Par ailleurs, Aurora Serverless ne supportait pas le principe de réplication multizone, la lecture des réplicats et la possibilité d’effectuer des requêtes en parallèle. Autant de capacités essentielles pour une base de données en production que la V2 prend désormais en compte. L’édition compatible avec PostgreSQL arrivera plus tard.
En outre, la préversion de Babelfish Aurora for PostgreSQL a largement attiré l’attention. Ce service, dont le nom provient du « Guide du voyageur galactique » (de Douglas Adams), est un outil d’adaptation d’applications reposant sur Microsoft SQL Server vers Aurora Postgres.
« Beaucoup de nos clients souhaitent migrer de Microsoft MySQL Server vers Aurora. Database Migration Service (DMS) permet de le faire, en revanche vous vous retrouvez coincé avec vos applications conçues pour lire et écrire en T-SQL et avec le protocole de transport spécifique employé par Microsoft. Babelfish doit simplifier cette transition », affirme Sébastien Stormacq.
Cette couche de « traduction à la volée » des requêtes MySQL doit réduire au minimum le réusinage des applications, voire l’éviter totalement. Il faudra tout de même adapter la base de données elle-même via DMS et l’outil de conversion de schéma AWS. En principe, cela demande de la lecture (450 pages de documentation) et la migration de Microsoft SQL Server vers PostgreSQL réclame d’identifier les éléments qui ne sont pas automatiquement corrigés.
Andy Jessy dénonce (encore) les pratiques de la « vieille garde »
Mais cette approche pose question, au vu des propos d’Andy Jessy, PDG d’AWS. L’année dernière, il s’en était pris plus franchement à Oracle. Lors de la mouture 2020 de Re:Invent, le PDG a davantage pointé du doigt les pratiques commerciales de Microsoft.
Andy JessyPDG, AWS
« Malgré la croissance de service managé comme RDS, il est toujours vrai qu’une majorité écrasante de bases de données relationnelles restent sur site. Elles dépendent d’éditeurs membres de la vieille garde : Oracle et Microsoft », déclare Andy Jessy.

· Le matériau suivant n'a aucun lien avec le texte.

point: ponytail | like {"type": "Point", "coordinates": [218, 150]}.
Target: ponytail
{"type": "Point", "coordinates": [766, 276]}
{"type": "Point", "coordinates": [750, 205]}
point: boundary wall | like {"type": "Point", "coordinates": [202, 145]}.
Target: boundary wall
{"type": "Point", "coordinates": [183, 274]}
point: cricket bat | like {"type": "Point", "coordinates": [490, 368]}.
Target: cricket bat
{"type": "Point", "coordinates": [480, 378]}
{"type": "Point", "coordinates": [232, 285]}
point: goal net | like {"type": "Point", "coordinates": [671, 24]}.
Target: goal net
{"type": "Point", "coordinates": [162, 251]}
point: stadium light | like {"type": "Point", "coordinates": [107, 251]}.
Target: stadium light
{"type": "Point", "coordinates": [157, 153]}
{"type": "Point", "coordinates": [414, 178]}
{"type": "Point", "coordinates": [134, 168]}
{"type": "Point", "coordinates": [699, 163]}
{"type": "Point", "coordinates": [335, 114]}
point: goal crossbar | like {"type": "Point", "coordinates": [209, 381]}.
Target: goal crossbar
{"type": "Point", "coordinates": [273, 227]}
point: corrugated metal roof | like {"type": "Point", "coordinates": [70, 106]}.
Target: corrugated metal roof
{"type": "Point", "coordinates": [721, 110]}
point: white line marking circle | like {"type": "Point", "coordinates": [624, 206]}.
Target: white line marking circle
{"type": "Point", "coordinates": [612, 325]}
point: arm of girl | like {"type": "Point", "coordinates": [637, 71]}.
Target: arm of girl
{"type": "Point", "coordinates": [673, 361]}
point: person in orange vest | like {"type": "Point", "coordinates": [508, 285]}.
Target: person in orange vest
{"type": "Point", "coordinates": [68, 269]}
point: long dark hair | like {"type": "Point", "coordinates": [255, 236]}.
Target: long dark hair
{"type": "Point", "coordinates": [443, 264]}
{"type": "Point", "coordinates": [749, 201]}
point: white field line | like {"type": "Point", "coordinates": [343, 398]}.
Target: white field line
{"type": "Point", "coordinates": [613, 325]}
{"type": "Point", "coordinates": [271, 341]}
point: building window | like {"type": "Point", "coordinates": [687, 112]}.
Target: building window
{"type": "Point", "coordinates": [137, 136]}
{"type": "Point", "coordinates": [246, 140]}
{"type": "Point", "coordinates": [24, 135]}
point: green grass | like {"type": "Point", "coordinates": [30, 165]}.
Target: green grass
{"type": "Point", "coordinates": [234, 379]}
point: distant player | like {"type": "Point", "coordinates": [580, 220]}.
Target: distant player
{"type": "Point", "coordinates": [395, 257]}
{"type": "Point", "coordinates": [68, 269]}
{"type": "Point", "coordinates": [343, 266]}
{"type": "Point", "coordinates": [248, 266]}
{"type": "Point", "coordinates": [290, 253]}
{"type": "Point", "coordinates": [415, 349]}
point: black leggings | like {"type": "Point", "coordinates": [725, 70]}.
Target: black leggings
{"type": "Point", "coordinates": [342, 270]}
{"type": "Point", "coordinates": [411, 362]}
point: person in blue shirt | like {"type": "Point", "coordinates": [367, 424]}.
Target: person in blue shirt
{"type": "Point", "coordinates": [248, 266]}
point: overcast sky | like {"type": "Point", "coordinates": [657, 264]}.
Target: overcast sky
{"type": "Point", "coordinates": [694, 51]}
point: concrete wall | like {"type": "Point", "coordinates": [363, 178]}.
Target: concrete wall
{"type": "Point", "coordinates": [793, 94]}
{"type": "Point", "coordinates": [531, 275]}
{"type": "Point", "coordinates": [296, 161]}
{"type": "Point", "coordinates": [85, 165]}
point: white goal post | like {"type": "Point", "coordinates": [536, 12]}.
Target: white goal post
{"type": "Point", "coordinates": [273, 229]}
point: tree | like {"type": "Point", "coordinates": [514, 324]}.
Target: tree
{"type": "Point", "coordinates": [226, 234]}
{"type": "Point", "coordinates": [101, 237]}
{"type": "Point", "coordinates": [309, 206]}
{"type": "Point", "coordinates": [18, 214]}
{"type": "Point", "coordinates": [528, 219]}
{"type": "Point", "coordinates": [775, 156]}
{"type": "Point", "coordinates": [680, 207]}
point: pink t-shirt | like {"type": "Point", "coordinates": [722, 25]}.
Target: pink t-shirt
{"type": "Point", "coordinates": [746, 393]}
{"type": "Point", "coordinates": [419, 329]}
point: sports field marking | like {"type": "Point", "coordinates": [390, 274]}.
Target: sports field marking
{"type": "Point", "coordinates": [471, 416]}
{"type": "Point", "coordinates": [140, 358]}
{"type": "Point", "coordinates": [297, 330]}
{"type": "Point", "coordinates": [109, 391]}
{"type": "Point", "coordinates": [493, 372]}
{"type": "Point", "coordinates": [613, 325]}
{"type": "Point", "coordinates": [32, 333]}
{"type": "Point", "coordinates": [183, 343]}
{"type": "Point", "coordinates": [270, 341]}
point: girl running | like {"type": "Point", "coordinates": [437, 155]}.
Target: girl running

« Ces solutions sont chères, propriétaires, promptes au vendor lock-in et les licences associées comportent des termes punitifs pour mieux vous soutirer de l’argent. Ces entreprises n’ont aucun scrupule à en changer les conditions. C’est ce qu’a fait Microsoft pour SQL Server il y a un an ou deux ans. Il a modifié la licence de SQL Server de sorte qu’il est impossible de l’utiliser en dehors de son cloud Azure. Est-ce que c’est correct pour les clients ? Non. Est-ce que c’est bien pour Microsoft ? Je pense qu’ils le croient. C’est ce dont les clients ne veulent plus et c’est la raison pour laquelle les bases de données MySQL ou PostgreSQL gagnent en popularité ».
Interrogé par LeMagIT à ce sujet, Xavier Perret, Directeur Azure, Microsoft France a préféré botter en touche. Il affirme tout de même que Microsoft observe « un vrai mouvement de fond de migration de données, sûrement accentué par la crise sanitaire, que tout fournisseur de cloud embrasse pour accompagner les clients dans un environnement cloud, afin de créer de la valeur et désiloter les données ».
AWS s’inscrit pleinement dans ce mouvement. Là intervient une étrange dualité, un paradoxe même. Babelfish Aurora For PostgreSQL est la version managée d’un outil open source dédié à la partie applicative accolée à un SGBD propriétaire, vers la distribution propriétaire d’une base de données open source.
Cependant, Andy Jessy oublie de rappeler que la filiale cloud qu’il dirige a tendance à modifier le code source des projets libres ou l’enveloppe qui l’entoure. L’entreprise affirme vouloir « élever les performances au niveau des attentes des entreprises » tout en assurant conserver « 100 % de compatibilité » avec les versions d’origine, en tout cas pour PostgreSQL et MySQL.
En décembre 2019, un article du New York Times dénonçait l’exploitation des licences libres par AWS sans contribution en retour. Les éditeurs traditionnellement fervents de l’open source, eux, remarquent que les géants du cloud les poussent à sanctuariser leurs produits avec des clauses de non-concurrence, les éloignant de leur engagement de départ.